Хуго Гутманн заранее, воспользовавшись осветительной ракетой, сделал знак своим людям не снимать противогазов.

Заряженные газом снаряды сыпались на них дождем, и при полном отсутствии ветра ядовитый туман не рассеивался. Остроконечные каски выныривали из этого белесого моря, точно летучие рыбы.

Гитлер больше не мог. Даже заставляя себя дышать как можно реже, он чувствовал, что его тело от нехватки кислорода опасно слабеет. Что он мог сделать? У него был выбор: умереть от удушья в противогазе или отравиться газами.

Несколько человек перед ним встали и сорвали противогазы.

– Бегите! Прочь от газов! Быстро!

Хуго Гутманн, видя, что его люди поддались панике, тоже снял противогаз, чтобы приказать им бежать с этого смертоносного поля.

Гитлер сначала побежал в противогазе, потом, почувствовав, что задыхается, отшвырнул его и помчался еще быстрее.

Я непобедим. Пули меня не берут. Снаряды меня не берут. Газы меня не берут. Ничто меня не берет. Моя счастливая звезда продолжает защищать меня, я этого стою. Я уцелею.

Он пробежал несколько сот метров и, видя, что люди вокруг него падают, в очередной раз заключил, что его броня непобедимости сыграла свою роль.

Он упал рядом с лейтенантом Гутманном в ров, защищенный их артиллерией.
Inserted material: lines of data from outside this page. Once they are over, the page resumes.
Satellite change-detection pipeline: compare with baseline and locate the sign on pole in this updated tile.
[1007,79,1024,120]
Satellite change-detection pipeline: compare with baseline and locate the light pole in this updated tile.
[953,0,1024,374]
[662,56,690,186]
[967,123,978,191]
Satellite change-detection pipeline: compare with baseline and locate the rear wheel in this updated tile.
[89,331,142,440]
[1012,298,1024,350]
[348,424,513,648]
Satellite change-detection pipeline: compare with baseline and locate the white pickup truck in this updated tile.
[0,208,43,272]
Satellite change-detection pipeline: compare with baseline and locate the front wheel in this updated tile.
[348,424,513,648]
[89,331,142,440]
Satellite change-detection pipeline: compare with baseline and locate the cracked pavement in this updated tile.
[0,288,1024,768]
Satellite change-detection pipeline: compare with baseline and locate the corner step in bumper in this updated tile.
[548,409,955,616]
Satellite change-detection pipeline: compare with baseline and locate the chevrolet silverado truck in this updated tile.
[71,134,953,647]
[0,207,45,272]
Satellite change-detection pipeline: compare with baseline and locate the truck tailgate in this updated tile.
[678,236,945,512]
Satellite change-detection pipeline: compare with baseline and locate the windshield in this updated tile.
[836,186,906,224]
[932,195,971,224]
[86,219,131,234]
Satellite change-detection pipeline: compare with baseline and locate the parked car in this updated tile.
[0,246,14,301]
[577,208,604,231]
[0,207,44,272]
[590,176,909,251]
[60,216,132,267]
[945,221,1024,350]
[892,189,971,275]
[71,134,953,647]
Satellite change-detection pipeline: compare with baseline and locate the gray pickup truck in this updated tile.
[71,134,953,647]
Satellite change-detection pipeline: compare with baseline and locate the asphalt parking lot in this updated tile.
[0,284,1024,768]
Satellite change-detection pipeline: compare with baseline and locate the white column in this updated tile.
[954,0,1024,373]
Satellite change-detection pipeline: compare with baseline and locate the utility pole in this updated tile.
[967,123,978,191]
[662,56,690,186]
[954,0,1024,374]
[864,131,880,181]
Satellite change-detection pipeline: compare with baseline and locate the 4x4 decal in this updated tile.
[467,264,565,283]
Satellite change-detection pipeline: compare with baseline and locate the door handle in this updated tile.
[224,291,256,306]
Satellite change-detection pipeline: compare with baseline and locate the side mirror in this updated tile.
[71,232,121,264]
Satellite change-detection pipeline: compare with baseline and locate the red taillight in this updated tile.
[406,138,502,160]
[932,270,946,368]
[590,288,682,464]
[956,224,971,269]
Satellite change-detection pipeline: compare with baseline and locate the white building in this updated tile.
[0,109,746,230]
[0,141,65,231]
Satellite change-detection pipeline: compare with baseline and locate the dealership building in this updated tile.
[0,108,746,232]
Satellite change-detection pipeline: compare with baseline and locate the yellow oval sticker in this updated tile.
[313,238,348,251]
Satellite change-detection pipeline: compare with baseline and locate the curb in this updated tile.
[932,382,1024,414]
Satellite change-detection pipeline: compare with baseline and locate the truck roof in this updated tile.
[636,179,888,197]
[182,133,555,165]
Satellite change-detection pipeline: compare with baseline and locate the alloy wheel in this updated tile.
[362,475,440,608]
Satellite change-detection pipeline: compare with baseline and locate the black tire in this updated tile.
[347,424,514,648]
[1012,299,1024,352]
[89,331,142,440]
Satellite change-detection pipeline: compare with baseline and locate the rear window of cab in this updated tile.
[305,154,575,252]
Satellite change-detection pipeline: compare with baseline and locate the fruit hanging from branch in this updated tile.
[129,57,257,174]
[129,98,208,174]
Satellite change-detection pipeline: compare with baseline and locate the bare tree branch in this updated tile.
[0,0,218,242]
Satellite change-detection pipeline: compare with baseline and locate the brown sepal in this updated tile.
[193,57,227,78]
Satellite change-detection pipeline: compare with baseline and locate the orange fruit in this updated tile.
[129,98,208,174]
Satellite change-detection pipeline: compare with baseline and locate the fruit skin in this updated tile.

– Как вы, ефрейтор Гитлер?

– Очень хорошо, лейтенант.

Гитлер быстро углубился в тыловую зону, где не так свирепствовала бомбежка.

В шесть часов утра он почувствовал, что глазам горячо.

В половине седьмого их стало жечь.

В семь глаза уподобились раскаленным углям.

В половине восьмого Гитлер заподозрил, что, возможно, надышался газов.

В восемь часов, когда начало светать, вокруг Адольфа Гитлера сгустилась тьма. Он понял, что ослеп.

Он упал, где стоял. Где? Ничего не видя, он завопил:

– Мои глаза! Газы! Мои глаза!

Глазницы пекло, все тело как будто сковало льдом. Он горел и одновременно трясся от холода. Он понял, что его кладут на носилки.

Чья-то рука взяла его руку.

– Думаю, война для вас окончена, Гитлер.

Он узнал голос лейтенанта Гутманна.

Эта фраза его ошеломила: война для него окончена? Что будет с войной без него? С фронтом без его пыла? С Германией без его веры? Нет, хотелось ему закричать, я вовсе не слеп, оставьте меня здесь, – но сил не было.

«Умрешь ты через то, чем согрешил…»

Под тряску грузовика, потом под свист поезда фраза, слышанная в детстве, то и дело возвращалась с приступами лихорадки.

«Умрешь ты через то, чем согрешил».

Он был художником. Он потерял зрение. Больше ему не писать, и воевать с таким увечьем тоже не придется. Если он не умрет, что с ним станется?

* * *

Адольф Г., Бернштейн и Нойманн знали, что, скорее всего, ведут свой последний бой. Они сражались не сражаясь, едва сознавая, что делают, как будто это была репетиция пьесы, а не реальное зрелище.

Они бы хотели поберечь себя, но неистовство вражеских сил этого не позволяло. Они бы хотели защитить себя, но азарт сражения заставлял их драться. Они бы хотели сказаться больными, но их, как эстетов, вновь влекло бесполезное великолепие последнего боя.

Полная луна благоприятствовала полету самолетов. Снаряды сыпались дождем, ежеминутно показывая сокрушительную превосходящую силу врага.

Продержаться до рассвета, твердил про себя Адольф.

Французские пехотинцы наступали со всех сторон. Приходилось отступать. Приказами и волею обстоятельств трое друзей были разлучены.